The X-ray structure of a second hydrosulfide derivative, [Fe(Tp-OMePP)(SH)]⁻, has also been determined. The coordination geometry for this complex is similar to that of its OEP analog, with an Fe–S bond distance of 2.3887(13) Å, and an average Fe–N_p distance of 2.108(5) Å. Table 7 details the coordination site geometry, and Table 5 compares the geometry of [Fe(Tp-OMePP)(SH)]⁻ to the OEP analog and to related porphyrin complexes. The displacements of all porphyrinate atoms from 24-atom mean plane and the 4-nitrogen plane are presented in Figure S6. Although the porphyrin core is less domed than in the OEP species, it is still strongly distorted as shown in Table 6, with unusually large wav (x,y) components. A complete description the treatment of hydrogen atoms of the HS⁻ ligand in the two complexes are given in the Supporting Information. A comparison of the Fe–S–H geometries with those of thiolates (Table 7) show strong similarities.

Table 7.

Selected Bond Distances and Angles for [Na(222)][Fe(Por)(SH)].

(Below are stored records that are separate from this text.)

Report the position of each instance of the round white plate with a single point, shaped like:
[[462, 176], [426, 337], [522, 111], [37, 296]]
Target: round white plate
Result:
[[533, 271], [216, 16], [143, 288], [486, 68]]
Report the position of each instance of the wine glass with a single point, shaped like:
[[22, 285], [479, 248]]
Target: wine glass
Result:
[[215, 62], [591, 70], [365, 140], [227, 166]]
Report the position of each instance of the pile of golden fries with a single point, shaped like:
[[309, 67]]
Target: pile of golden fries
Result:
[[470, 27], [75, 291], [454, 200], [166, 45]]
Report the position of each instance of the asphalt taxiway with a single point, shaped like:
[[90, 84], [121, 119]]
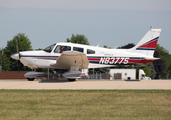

Por	Fe–Na	Fe–Sa	S–Ha	N–Fe–Nb	Fe–S–Hb
OEP, Fe(1)	2.1148(13)	2.3929(5)	1.31(2)	86.18(5)	98.8(12)
	2.1172(13)			86.15(5)
	2.1219(13)			86.35(5)
	2.1231(13)			86.65(5)
OEP, Fe(2)	2.0976(13)	2.3830(5)	1.23(2)	87.50(5)	100.3(15)
	2.1073(14)			86.00(5)
	2.1136(14)			86.47(5)
	2.1138(14)			86.32(5)
Tp-OMePP	2.105(3)	2.3887(13)	1.36(5)	86.61(12)	106.(2)
	2.105(3)			86.06(12)
	2.108(3)			86.19(12)
	2.116(3)			87.00(12)

^aValue in angstroms.

^bValue in degrees.

Summary

This work clearly shows that HS⁻, the most abundant form of H₂S at physiological pH, can act as a good ligand in iron porphyrinate systems and that the combination of heme proteins and the HS⁻ ligand could have a significant place in heme biological systems. The observed reducing power of HS⁻ with isolated hemes strongly suggests that heme proteins coordinating to sulfide ligands in the iron(III) oxidation state must have either specialized (low polarity) environments or must allow only limited access to the HS⁻/S²⁻ binding site. There are no equivalent restrictions for the iron(II) species. Solution UV-vis spectral investigations show stability for three distinct iron(II) species [Fe(Por)(SH)]⁻, [Fe(Por)(SH)₂]²⁻, and a mixed ligand species [Fe(Por)(SH)(Im)]⁻. The five-coordinate species, [Fe(Por)(SH)]⁻, are the first hydrosulfido iron(II) porphyrinate compounds to be synthesized, isolated, and characterized by single-crystal structure determinations, infrared and Mössbauer spectroscopy, and mass spectrometry. Results from all analyses are consistent with high-spin iron(II) with iron-bound sulfur. Physical properties are most similar to those of other high-spin iron(II) porphyrinates with axial anionic ligands. Solution binding studies yield values for formation constants that are comparable to those of imidazoles. Extinction coefficients and peak maxima for hydrosulfido metalloporphyrin complexes have been reported. Porphyrin core conformations for the [Fe(Por)(SH)]⁻ species were analyzed by NSD and compared for all iron(II) species with anionic ligands. The OEP complexes may display larger contributions from doming than those of related iron(II) species.